Energy is the ultimate limit to growth.  In natural systems … Everything grows larger right up to the limit of the energy it has available to it.

No energy, no economy.

Economic growth depends on exponential growth of oil production.  95% of everything that moves from point A to point B in our global economy does so because of oil.

Oil is the most important resource of all for a growing economy. Oil is the master resource.

Over the last 50 years, every 1% increase in GDP required roughly a 1/4% increase in oil production.

We are past the point of peak cheap oil.  Oil is no longer cheap, but expensive, and will stay that way.

Expensive oil tells us that there is simply less leftover surplus to fuel the global economy. Just as importantly, our ever growing piles of money and debt are implicitly assuming that there will always be a larger economy to match them against, and that assumes that there will always be more net oil and energy in the future. This is a colossal bet, and if it turns out to be wrong, if the premise itself is incorrect, then Houston we have a problem.

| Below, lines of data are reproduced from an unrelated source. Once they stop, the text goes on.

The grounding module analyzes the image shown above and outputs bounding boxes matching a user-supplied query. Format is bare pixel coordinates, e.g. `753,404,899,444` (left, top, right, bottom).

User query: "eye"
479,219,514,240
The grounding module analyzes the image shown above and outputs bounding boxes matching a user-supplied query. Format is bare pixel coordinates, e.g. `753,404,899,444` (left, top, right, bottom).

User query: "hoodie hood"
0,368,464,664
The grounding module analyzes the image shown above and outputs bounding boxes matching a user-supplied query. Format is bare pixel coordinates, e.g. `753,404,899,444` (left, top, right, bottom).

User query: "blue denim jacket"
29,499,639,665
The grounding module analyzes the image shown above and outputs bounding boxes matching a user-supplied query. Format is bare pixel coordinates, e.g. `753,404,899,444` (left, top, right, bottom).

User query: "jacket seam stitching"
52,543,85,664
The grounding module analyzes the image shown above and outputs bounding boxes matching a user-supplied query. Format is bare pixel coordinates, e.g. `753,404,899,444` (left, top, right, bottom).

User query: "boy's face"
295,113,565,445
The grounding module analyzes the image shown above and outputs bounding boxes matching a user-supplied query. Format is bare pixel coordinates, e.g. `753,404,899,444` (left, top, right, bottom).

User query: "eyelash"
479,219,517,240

Oil discovery peaked in the 1960s. This oil that we found back then was all cheap oil, located near the surface and freely flowing, no fracking required.

Net energy from oil extraction is dwindling.  Give or take, there is roughly the same amount of oil being produced globally today as there was in 2005, only we are spending twice as much in getting it out of the ground.

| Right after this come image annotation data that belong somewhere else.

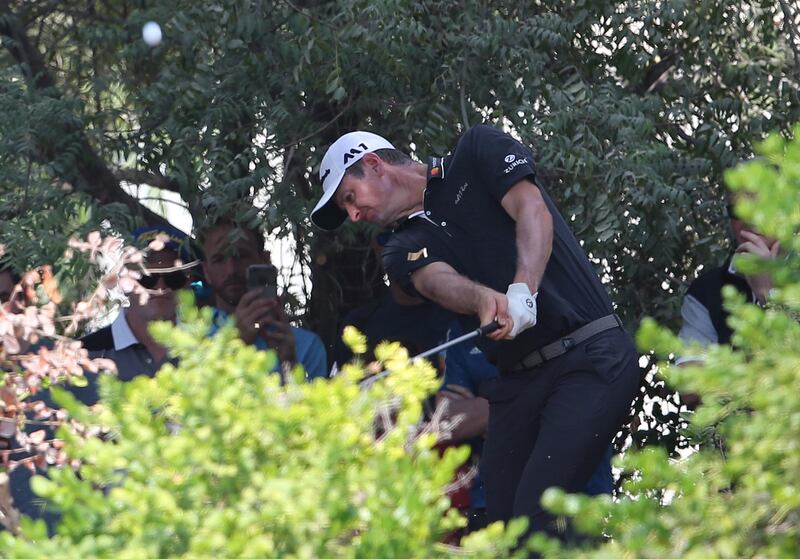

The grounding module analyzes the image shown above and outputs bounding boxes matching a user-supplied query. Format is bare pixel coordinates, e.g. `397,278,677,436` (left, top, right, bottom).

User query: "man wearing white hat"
311,126,640,537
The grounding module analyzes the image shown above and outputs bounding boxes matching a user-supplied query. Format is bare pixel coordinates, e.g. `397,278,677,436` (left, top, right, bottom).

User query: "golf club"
358,320,500,388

Less net energy means the end of growth.  The really big predicament here is that our entire money system, including all the debts and the currency, as well as all the unfunded liabilities, can be met if and only if we have sustained permanent economic expansion. When the time comes to admit that we cannot have sustained permanent economic expansion, we will also have to admit that we cannot grow our debt levels any further.

These are all very big, very powerful trends that are here right now, and anybody can Google up the data and see it for themselves

Environment

Waste streams into ecosystems are growing exponentially.  The increasing demand of exponentially more resources being extracted from the ground, and exponentially more waste being put back into various ecosystems.

Critical resources are being depleted just like oil.  Oil is not the only essential resource that is fast becoming harder to find, more expensive to produce, or both.

In fact we see an alarming number of examples of depletion of critical resources that almost exactly mirror the oil story. First we went after the easy and or high quality stuff, then the progressively trickier, deeper and or more dilute stuff.

The story here is that we, as a species, all over the globe, have already mined the richest ores, found the easiest energy sources, and farmed the richest soils that our Environment has to offer.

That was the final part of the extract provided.